Portraitist Elizabeth Peyton is no Warhol (and not as fun as C.L.U.E. either)

The New Museum of Contemporary Art of Bowery is hosting Live Forever, works by portraitist Elizabeth Peyton, and so I took my excited little butt there last night, after a long day of work. (Not coincidentally, the New Museum is free on Thursdays from 7 to 10 p.m.)

I had only seen Peyton’s images online, but thought they used color well and that it was exciting to see something as traditional as figurative portraiture make a splash on the contemporary art scene. Peyton paints friends and also cultural icons in her remarkably cohesive oeuvre. As it was her paintings of Kurt Cobain, lead singer of grunge band Nirvana who committed suicide in the 90s, that brought Peyton into the limelight, I thought I would be encountering something Warhol-esque, where the confluence of the individual and pop culture become huge statements about our cultural identity.
My expectations were confounded. Peyton perhaps gives us an intimate glance into her interior world, but I wouldn’t even go so far as to say she’s making a statement about herself. And yet, she manages to say nothing about the people she portrays at the same time. Remarkable.

Peyton’s works are small and intimate, consequently seeming overwhelmed by the whiteness of the New Museum’s gallery space, and painterly in a broad way. Miniatures are often exquisitely detailed, but these approximately 10″ x 12″ works were broadly sketched out like watercolors. They were unlike traditional portraiture in that, instead of taking the subject in a formal pose, these were composed like Polaroids as if the subjects were caught unawares at extreme angles. They were well-painted and pleasant. Unfortunately, I can’t say much more in their favor.

While Peyton is a figurative portraitist, she does have a distinctive style that colonizes her subjects as her own. All her subjects become triangular faces with bright red mouths and slanty eyes, and she seems to prefer fey males. The works are stylized enough to be distinctly hers, and are more revealing of her than the subject. Perhaps that itself is the difference between her work and traditional portraiture.

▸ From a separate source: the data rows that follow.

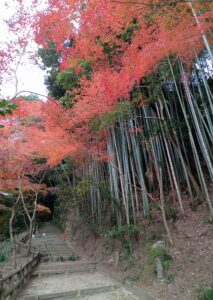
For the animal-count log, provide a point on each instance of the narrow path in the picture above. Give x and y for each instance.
(59, 278)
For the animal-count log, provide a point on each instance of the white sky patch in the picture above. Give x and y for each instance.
(30, 76)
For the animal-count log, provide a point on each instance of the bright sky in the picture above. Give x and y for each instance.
(30, 76)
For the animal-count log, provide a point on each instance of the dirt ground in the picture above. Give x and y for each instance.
(191, 256)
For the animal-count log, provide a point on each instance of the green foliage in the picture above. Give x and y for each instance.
(204, 292)
(50, 57)
(121, 231)
(6, 108)
(159, 252)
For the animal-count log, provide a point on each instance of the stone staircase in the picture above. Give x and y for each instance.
(57, 277)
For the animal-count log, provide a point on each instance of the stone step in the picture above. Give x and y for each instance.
(73, 294)
(61, 268)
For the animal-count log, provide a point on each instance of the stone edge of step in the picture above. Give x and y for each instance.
(74, 293)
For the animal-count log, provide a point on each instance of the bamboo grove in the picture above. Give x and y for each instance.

Seeing her oeuvre at once, I had the idea of that this was her interior world in which the works were snapshots of memory.Peyton’s style does not seem to have evolved–any of the portraits could have been painted at any point in her career. Overall, it was a little…boring.

However, I insist you stop the New Museum anyhow, for a very small and very fun installation. Wedged into the interior staircase between the third and fourth floors, an installation called “C.L.U.E.” will entertain you better than clowns and acrobats at the big top. According to its press release, “C.L.U.E. (color location ultimate experience) is a collaboration between artists A.L. Steiner and robbinschilds (Layla Childs and Sonya Robbins), AJ Blandford, and Kinski. Like a living organism, C.L.U.E. adapts to the space it temporarily occupies. In this manifestation at the New Museum, it takes the form of site-specific performance, multichannel video installation, and video projection.”

What does that mean? It means that, once you put on the headphones, you can’t help but bob your head in time as the matching pair of girls do funny dances across parking lots, deserts and redwood forests, all via projector through the window onto the building across the way. A blast.